Opinion 06-91


June 9, 2006


 

Digest:         Where the relationship between a lawyer-judge and the law firm in which he/she had been a partner is severed, there is no longer a basis for requiring another judge on the same court to disqualify that law firm.

 

Rule:            22 NYCRR 100.6(B)(3).



Opinion:


         The inquiring part-time lawyer-judge has disqualified a law firm from representing a party in a matter before the judge, because a part-time judge in the court where the inquirer presides was a partner in that firm. The inquiring judge has now been notified that the partner in question is severing his/her ties with the firm.

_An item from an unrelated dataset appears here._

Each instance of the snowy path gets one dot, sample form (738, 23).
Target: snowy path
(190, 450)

As a result, the judge asks whether the severance of the relationship removes the firm’s disqualification from representing parties in the court where the former partner sits. Further, the judge asks whether it is “permissible for the law firm to represent the party in the pending case, even though the case was filed during a time when the law firm was disqualified.”


         In the opinion of the Committee, both questions should be answered affirmatively. That is, the basis for the disqualification under section 100.6(B)(3) of the Rules Governing Judicial Conduct (requiring a part-time judge to disqualify the partners and associates of a law firm of that judge or of another judge of the same court) no longer exists. There is, therefore, no foundation for continuing to bar the law firm from appearing before that court.


         Moreover, the fact that the firm was originally disqualified in a particular case does not mean that it must remain so. Disqualification under section 100.6(B)(3) of the Rules is not intended as a punishment or sanction. Its purpose is to avoid the appearance of possible favoritism or undue influence that results where a judge or his or her law firm is permitted to practice in the same court where the judge presides. Because that danger has now been eliminated, we see no basis for requiring the continued disqualification of the law firm.